Je suis née au début des années 1970, et mes parents étaient abonnés au Nouvel Observateur. Quand j'ai eu une dizaine d'années, deux rubriques m'intéressaient dans cet hebdo: la BD de Bretécher et les petites annonces coquines. Les propositions de massages et autres recherches de demoiselles pas farouches me procuraient des émois dont je devinais le potentiel sans avoir encore la maturité pour les comprendre.
L'autre monde de petites annonces qui m'était vaguement familier et dont le contenu provoquait l'hilarité dédaigneuse de mes parents était celui du Chasseur Français, qu'on pouvait trouver chez les voisins de notre maison de famille à la campagne, et dont l'expo de Sophie Calle organisée en 2018 donnait à voir des extraits particulièrement croustillants: «30 ans, sérieux, sincère, désire jeune femme poitrine énorme uniquement», «Garçon boucher, 27 ans, désire connaître personne ayant boucherie, vue mariage. Mince s'abstenir», évolution naturelle des premières petites annonces telles que celle, en 1904, qui déclarait: «On demande pour fille-mère de 45 ans, près de Paris, très affectueuse, monsieur âgé, très riche, simple, généreux, même laid, infirme ou impuissant.»

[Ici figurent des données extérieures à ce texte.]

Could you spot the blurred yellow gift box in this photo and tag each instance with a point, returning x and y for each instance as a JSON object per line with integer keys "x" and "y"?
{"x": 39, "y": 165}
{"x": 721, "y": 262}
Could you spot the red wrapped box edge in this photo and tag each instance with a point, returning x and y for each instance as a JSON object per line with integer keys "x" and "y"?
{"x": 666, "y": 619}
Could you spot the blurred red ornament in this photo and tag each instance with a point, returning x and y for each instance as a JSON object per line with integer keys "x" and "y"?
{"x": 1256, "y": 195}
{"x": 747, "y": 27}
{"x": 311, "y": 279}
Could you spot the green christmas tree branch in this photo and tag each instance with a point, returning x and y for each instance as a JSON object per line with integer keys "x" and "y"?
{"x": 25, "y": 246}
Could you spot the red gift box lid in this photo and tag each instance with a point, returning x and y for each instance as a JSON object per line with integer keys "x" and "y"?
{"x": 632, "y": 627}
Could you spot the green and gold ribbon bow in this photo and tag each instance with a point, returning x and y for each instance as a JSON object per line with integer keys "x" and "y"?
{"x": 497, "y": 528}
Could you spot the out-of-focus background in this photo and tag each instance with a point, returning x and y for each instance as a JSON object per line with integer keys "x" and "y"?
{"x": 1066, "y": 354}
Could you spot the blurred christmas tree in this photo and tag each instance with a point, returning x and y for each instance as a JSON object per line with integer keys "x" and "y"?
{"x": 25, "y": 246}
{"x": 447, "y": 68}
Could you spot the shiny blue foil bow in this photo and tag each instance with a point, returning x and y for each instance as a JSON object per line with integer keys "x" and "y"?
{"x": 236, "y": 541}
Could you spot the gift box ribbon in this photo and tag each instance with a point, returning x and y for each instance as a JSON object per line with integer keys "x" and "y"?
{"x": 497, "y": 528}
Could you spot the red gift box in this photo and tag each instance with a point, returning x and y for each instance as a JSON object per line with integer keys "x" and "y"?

Cet univers a radicalement disparu de ma vie lorsque je suis partie de chez mes parents. Je ne lisais plus le Nouvel Obs, le Chasseur Français était tombé dans une insondable oubliette mentale et ma vie affective et sexuelle se mit à obéir à une impétuosité hormonale largement partagée avec les trois quarts de mes co-étudiant·es à la Sorbonne (non ce n'est pas une légende. On forniquait jusque dans les placards de la fac).
Puis arriva le prince charmant, l'installation à deux, les bébés, la séparation, la vie normale quoi. Entre 30 et 40 ans, la séduction était encore facile, notamment à la faveur de la fameuse vague de divorces de la fin de la trentaine.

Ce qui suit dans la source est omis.